Brown Girl Dreaming by Jacqueline Woodson. 342 pages. 2014. Jacqueline Woodson is coming in April 12th 2016 to the Seattle Arts and Lectures. This young adult book is a memoir of her life growing up in South Carolina. Award winning author and this book is one of my favorites.
Infidel by Aayan Ali Hirsi. Ali Hirsi’s life fascinated me. Her perspective on the immigrant journey from Somali to the western world is very timely now. She arrived in Amsterdam uneducated and alone. With the help of the Dutch she became educated, then a member of the Dutch Parliament. This all came tumbling down when it surfaced that she exaggerated her story to attain asylum in The Netherlands, and with the murder of her good friend Theo Van Gogh. She is very much in the news as an advocate for the reform of Islam. Here is an article from Salon from April 2015. She has recently published another book Heretic.
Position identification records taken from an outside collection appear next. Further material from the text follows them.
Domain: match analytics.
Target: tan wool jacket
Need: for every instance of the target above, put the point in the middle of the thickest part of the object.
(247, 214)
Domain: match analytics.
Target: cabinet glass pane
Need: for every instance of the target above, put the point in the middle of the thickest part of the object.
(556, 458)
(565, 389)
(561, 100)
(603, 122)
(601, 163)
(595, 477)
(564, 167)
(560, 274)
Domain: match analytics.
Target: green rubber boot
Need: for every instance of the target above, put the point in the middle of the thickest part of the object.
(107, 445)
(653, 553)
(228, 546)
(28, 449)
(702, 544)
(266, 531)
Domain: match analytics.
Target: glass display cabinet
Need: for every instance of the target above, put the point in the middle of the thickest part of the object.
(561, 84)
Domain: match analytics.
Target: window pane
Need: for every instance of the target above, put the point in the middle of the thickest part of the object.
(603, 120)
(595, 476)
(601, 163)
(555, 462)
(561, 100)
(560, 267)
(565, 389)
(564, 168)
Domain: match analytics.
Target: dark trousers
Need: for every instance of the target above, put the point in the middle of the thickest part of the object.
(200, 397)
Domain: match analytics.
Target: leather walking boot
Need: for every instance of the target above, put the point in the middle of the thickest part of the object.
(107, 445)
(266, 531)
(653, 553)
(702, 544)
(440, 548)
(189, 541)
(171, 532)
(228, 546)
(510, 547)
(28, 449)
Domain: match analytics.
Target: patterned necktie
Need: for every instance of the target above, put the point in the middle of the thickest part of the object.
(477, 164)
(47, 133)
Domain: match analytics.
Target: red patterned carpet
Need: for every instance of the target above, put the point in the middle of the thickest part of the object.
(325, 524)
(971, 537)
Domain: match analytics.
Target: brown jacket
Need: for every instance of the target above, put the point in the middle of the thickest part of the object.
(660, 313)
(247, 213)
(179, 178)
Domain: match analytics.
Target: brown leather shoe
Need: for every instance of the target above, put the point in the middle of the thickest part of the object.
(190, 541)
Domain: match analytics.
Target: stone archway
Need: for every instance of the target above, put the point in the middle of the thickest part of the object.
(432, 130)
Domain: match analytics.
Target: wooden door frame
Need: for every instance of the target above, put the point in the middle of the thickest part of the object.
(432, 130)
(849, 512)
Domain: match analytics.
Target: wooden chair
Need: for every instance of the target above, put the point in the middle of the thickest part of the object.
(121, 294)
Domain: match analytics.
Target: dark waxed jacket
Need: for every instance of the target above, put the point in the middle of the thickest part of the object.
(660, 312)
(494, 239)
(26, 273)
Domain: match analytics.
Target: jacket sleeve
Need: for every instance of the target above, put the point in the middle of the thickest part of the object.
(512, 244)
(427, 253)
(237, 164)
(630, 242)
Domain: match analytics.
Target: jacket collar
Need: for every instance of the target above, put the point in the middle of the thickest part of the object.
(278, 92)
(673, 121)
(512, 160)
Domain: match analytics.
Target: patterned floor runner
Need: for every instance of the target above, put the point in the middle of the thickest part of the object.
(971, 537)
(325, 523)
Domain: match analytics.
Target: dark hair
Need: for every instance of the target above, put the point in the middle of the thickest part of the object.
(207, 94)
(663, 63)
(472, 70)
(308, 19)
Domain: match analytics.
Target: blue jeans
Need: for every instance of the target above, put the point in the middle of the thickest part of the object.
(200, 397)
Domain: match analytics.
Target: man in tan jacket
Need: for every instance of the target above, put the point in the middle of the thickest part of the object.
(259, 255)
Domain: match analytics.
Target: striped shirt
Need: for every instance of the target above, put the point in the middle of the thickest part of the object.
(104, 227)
Beautiful Struggle by Ta-Nehisi Coates. Memoir about growing up black in America. NPR Interview. Coates is an acclaimed author and a current MacArthur Grant recepient.
West with the Night by Beryl Markham.
Lab Girl by Hope Jahren.
Becoming by Michelle Obama
The Fault in our Stars by John Green. John Green is a phenomena. He is a fairly prolific author of young adult books, he has created a YouTube series called Crash Course in History. I use his videos to help explain Copyright to our students. The movie of this book is well worth watching.
Wonder by R. J. Palacio. 322 pages. 2012. This book for a couple of months was the best selling book on Amazon, not the best selling children’s book, but the best selling book. It is about a student with a cranio-facial abnormality and his school experiences.
Book Club Resources:
Reading Group Guides: See what other book clubs are reading. Over 4,000 reading guides. http://www.readinggroupguides.com/
Book Movement: This website can be a one stop shop for book club organization and resources. You can organize your book club, send out reminder emails to members, etc. It does take a little time to set up.
Lit Lovers – Another resource that has information for book clubs, including author biographies, summary of the books, discussion questions and even recipes.
Publisher Sites – all the major publishers seem to have information and resources for bookclubs. There is a lot of great information here, and suggestions, as well as some hype. Penguin Book Club, Random House Reader’s Circle, Simon and Schuster Reading Group Guides. – take a look at the reading guide for Billy Collins, Aimless Love on the Random House site.
Library Reads – list of the top books month by month according to Public Librarians.
LARB, Los Angeles Review of Books. Great resource for essays, interviews and book reviews.
50 Essential Historical Fiction Books, by Lily King. Abe Books. Interesting list.